Heart Monitor Chest Strap With Suunto Ambit And Electrode Gel
The concept and techniques of training with a heart monitor are not new. Sally Edwards has an excellent book The Heart Rate Monitor Book (1992). http://thesallyedwardscompany.com/sallyedwards/books-by-sally-edwards.php
I have trained using various heart monitors over the years starting with a basic Polar unit advancing to more sophisticated Polar watches that provided my VO2 max, calories burned, altitude and memory for different heart rate zones. I have also used the Garmin 305 (a GPS) unit that freed me to run anywhere and keep track of the altitude and distance too. The more sophisticated units can be downloaded via beams or micro cables to computer software programs that store and analyze the information.
My current unit is a Suunto Ambit. It is much more complicated than my previous Suunto Advisor that I used as an Altitude/Barometer/Compass (often referred to as an ABC watch. I can download the watch to “Movescount” and store and analyze my efforts each time. It has uploadable applications that allow expanded use and function. For example I have a ski, open water, trekking, running and treadmill function. It will not give me my heart rate in the water but will give me my distance and route on a topo/satellite map. I believe the Ambit II does do this.
Many of my friends use these devices simply for the distance and don’t even wear the chest strap that transmits heart rate (HR).

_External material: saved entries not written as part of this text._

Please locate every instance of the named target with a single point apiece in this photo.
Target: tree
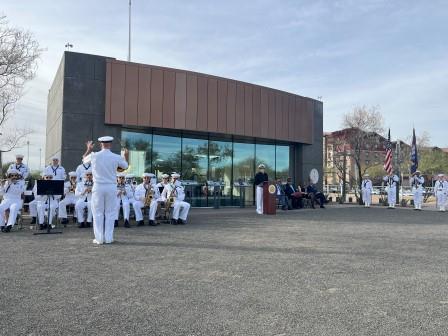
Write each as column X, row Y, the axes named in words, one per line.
column 365, row 126
column 19, row 52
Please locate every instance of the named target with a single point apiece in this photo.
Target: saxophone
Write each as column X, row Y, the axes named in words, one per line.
column 149, row 195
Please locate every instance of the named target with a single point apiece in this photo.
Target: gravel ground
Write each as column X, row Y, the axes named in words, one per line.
column 334, row 271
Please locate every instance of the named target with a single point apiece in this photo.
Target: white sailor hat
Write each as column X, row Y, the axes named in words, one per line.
column 106, row 139
column 13, row 171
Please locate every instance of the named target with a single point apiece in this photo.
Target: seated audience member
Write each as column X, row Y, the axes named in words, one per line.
column 280, row 193
column 314, row 195
column 294, row 195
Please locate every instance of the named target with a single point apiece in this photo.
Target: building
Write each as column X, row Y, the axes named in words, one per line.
column 212, row 130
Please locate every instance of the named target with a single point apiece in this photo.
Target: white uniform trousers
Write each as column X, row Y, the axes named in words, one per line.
column 42, row 207
column 80, row 206
column 259, row 199
column 367, row 197
column 391, row 196
column 33, row 208
column 418, row 197
column 68, row 200
column 104, row 206
column 180, row 210
column 126, row 208
column 441, row 200
column 14, row 206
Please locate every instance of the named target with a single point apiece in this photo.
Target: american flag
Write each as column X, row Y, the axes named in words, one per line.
column 388, row 159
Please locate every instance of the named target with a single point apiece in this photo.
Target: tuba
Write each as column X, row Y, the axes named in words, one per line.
column 149, row 195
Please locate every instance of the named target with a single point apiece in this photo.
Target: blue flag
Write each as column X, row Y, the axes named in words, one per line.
column 414, row 155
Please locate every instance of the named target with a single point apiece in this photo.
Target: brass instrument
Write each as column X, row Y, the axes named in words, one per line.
column 149, row 195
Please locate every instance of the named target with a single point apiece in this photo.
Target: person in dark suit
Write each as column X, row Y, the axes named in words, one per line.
column 281, row 196
column 314, row 195
column 294, row 195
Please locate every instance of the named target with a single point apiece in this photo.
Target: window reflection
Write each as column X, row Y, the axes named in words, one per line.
column 243, row 172
column 166, row 154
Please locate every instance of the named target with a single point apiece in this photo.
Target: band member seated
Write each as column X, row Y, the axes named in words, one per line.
column 281, row 196
column 55, row 169
column 122, row 200
column 147, row 195
column 83, row 193
column 44, row 203
column 69, row 197
column 314, row 195
column 12, row 190
column 174, row 194
column 294, row 195
column 21, row 167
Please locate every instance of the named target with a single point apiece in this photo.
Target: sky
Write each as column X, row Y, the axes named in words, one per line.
column 384, row 53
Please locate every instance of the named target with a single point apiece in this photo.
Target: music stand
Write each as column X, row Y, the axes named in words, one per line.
column 49, row 188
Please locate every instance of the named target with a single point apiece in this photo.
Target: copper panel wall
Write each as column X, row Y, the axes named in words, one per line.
column 150, row 96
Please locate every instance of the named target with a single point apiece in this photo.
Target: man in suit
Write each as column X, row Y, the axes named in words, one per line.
column 281, row 196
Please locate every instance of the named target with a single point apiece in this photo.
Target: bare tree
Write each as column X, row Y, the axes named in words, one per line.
column 19, row 52
column 364, row 129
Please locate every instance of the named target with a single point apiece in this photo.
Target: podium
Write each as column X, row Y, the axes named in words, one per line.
column 269, row 198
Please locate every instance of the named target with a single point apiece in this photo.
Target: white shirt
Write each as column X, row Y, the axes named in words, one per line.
column 58, row 172
column 80, row 170
column 104, row 166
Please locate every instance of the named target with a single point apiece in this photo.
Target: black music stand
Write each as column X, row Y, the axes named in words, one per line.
column 49, row 188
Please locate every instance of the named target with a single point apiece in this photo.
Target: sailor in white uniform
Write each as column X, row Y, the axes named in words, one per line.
column 148, row 186
column 57, row 170
column 83, row 194
column 69, row 197
column 81, row 169
column 11, row 190
column 45, row 203
column 180, row 207
column 366, row 189
column 440, row 190
column 417, row 181
column 104, row 167
column 391, row 187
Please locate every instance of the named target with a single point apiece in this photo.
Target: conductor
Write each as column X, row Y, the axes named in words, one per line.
column 104, row 168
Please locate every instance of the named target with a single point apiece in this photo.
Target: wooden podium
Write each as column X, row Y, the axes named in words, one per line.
column 269, row 198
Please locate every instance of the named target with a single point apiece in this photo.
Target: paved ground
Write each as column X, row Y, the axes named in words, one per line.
column 336, row 271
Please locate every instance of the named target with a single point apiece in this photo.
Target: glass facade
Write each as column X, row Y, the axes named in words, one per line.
column 212, row 170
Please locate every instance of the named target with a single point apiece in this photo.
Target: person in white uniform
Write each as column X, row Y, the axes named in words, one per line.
column 104, row 168
column 366, row 188
column 11, row 190
column 57, row 170
column 21, row 167
column 440, row 190
column 417, row 181
column 45, row 203
column 180, row 207
column 69, row 197
column 83, row 195
column 81, row 169
column 122, row 200
column 259, row 179
column 148, row 186
column 391, row 187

In fact most folks I know that do use the chest strap have become so tuned into their level of effort/heart rate, they could tell you what their heart rate is without looking at their watch! Some of my friends like Faron Reed do not use any device and simply “use the force Luke” in guiding their workouts. I can't argue with a man who has competed in the Hawaii Ironman about 8 times.
The problem for me is that I have an average ability with an average (conditioned) VO2 max for my age. I have found that to optimize my athletic abilities, I have to train scientifically. This means that I have collected data over the last 20 years that is stored in my computer and in a journal. I knew that when I ran my first sub four-hour marathon at 190 lbs. at age 50, I would have to lose 30 pounds to go under 3:30 to qualify for Boston, which I did. Figure that you lose about ten minutes in a marathon for every 10 pounds you are over your ideal body weight.

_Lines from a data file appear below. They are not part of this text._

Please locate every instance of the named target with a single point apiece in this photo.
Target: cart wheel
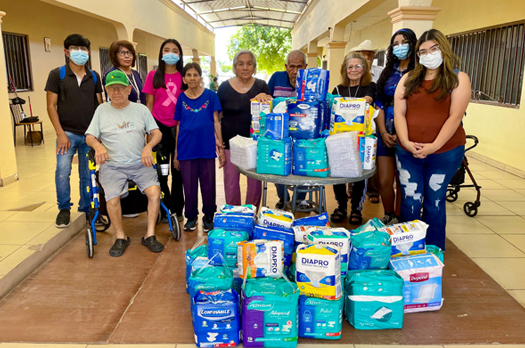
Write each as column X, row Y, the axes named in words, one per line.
column 89, row 242
column 175, row 232
column 452, row 195
column 470, row 209
column 106, row 222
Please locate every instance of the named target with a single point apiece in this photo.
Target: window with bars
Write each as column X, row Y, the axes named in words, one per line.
column 17, row 62
column 494, row 60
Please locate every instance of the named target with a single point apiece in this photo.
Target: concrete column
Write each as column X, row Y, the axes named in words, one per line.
column 8, row 167
column 417, row 18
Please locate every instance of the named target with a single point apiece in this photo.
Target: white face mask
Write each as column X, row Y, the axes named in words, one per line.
column 431, row 60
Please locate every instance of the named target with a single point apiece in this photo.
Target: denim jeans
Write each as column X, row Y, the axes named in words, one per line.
column 424, row 183
column 63, row 172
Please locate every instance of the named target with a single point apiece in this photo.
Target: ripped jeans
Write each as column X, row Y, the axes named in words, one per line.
column 424, row 182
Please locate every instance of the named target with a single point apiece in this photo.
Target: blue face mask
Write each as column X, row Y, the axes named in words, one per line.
column 170, row 58
column 79, row 57
column 401, row 51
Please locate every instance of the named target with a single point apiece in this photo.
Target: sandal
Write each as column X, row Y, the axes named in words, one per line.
column 338, row 215
column 356, row 218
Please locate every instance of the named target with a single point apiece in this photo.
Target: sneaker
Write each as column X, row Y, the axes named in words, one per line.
column 153, row 244
column 207, row 223
column 63, row 218
column 119, row 247
column 191, row 225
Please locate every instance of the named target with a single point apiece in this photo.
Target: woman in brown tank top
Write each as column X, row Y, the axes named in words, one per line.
column 429, row 105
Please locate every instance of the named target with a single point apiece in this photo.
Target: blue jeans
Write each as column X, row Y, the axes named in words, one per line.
column 424, row 182
column 63, row 172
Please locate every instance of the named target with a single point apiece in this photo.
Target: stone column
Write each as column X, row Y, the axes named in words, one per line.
column 8, row 167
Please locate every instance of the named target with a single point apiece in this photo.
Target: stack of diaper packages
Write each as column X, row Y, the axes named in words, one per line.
column 318, row 276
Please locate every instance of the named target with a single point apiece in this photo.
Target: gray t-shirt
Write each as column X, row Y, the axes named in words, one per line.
column 122, row 131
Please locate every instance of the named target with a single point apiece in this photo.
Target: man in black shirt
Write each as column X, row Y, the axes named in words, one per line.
column 73, row 94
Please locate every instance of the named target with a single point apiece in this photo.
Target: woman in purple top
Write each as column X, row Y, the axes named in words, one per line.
column 163, row 87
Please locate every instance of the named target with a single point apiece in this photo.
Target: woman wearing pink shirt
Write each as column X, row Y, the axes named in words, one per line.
column 162, row 88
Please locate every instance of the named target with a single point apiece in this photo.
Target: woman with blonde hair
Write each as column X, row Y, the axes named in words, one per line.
column 356, row 82
column 430, row 102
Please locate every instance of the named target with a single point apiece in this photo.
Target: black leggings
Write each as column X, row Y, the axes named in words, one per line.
column 174, row 198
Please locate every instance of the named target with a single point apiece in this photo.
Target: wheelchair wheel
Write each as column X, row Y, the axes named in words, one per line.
column 175, row 232
column 89, row 242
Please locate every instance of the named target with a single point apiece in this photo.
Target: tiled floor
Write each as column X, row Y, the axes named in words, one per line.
column 494, row 239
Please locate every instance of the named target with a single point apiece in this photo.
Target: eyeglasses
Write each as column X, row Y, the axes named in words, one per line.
column 357, row 67
column 125, row 53
column 432, row 49
column 119, row 88
column 77, row 48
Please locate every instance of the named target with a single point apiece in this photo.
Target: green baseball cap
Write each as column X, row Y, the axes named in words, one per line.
column 116, row 77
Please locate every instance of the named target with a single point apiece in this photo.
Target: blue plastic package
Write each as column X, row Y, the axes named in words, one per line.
column 312, row 84
column 310, row 158
column 277, row 126
column 304, row 119
column 274, row 156
column 277, row 233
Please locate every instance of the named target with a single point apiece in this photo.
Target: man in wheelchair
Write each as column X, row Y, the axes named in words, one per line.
column 123, row 155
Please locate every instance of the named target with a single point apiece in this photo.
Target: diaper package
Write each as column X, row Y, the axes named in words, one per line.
column 343, row 155
column 407, row 238
column 422, row 275
column 216, row 319
column 320, row 318
column 334, row 237
column 269, row 313
column 318, row 271
column 368, row 151
column 277, row 233
column 243, row 152
column 277, row 126
column 274, row 156
column 310, row 158
column 260, row 258
column 374, row 300
column 257, row 108
column 237, row 222
column 312, row 84
column 304, row 119
column 224, row 242
column 370, row 250
column 275, row 217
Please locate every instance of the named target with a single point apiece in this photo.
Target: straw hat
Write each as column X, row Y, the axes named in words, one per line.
column 364, row 46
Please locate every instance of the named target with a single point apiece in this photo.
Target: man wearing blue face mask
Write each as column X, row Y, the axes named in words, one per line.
column 73, row 94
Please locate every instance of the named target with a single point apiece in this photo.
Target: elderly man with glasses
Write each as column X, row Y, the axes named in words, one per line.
column 123, row 155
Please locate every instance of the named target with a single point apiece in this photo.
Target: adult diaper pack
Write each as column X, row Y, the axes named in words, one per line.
column 243, row 152
column 269, row 313
column 277, row 126
column 277, row 233
column 407, row 238
column 216, row 319
column 260, row 258
column 310, row 158
column 224, row 242
column 275, row 217
column 374, row 300
column 422, row 275
column 318, row 271
column 370, row 250
column 320, row 318
column 274, row 156
column 334, row 237
column 304, row 119
column 343, row 155
column 312, row 84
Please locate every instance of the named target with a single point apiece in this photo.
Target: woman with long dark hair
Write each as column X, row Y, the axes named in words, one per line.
column 162, row 88
column 430, row 103
column 400, row 59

Although Sally Edwards stated in her book that your maximum heart rate doesn’t drop all that much what I have noticed that I can no longer hold as high an average heart rate for an extended period of time. What I mean by this is that at age 69, my average heart rate in a one-hour tempo run is about 131 with a maximum of 160. (I call this cardiac creep since the pace is about the same throughout). When I was 50, I could hold an average heart rate of 160 for the same period of time with a maximum of 175-180. If one used Kenneth Cooper’s formula for a conditioned heart, the maximum predicted HR would be 205 minus half your age. When I was 50 I could hit 180. Now maximum is closer to 170. So, while my MPRH is 170, my capacity to hold a high average heart rate is diminished considerably.
While I bike, swim and cross-country ski, I rarely keep track of my heart rate during those exercises. I run three times a week. My Tuesday run is a tempo run to keep my speed and heart rate higher. One simply needs to be used to the sound of one’s breathing, pounding heart and the discomfort that goes with that. I do a duty run on Thursday with my dog and a long run on Saturday to keep my aerobic base up. There are hills for both my Tuesday and Saturday runs. My long run used to be distance but now it is time. It is 20 miles or 6 hours, whichever comes first.
Screen Shot Of Saturday Long Run Route On Movescount
The final point here is that on the long runs, I have always tried to run easy enough to make my maximum heart rate about the same as my average heart rate on my tempo runs. I do a lot of stopping to visit with friends on a long run. The recovery time according to my Ambit for my 20-mile effort is about the same as my one-hour tempo runs. Frankly I’d rather do the long runs!
Hike To Kaiser Peak Heart rate Graph
Notice That My Heart rate begins dropping below 8,000' On The Return Leg
I hope there is something you can take away from this that is not in a book.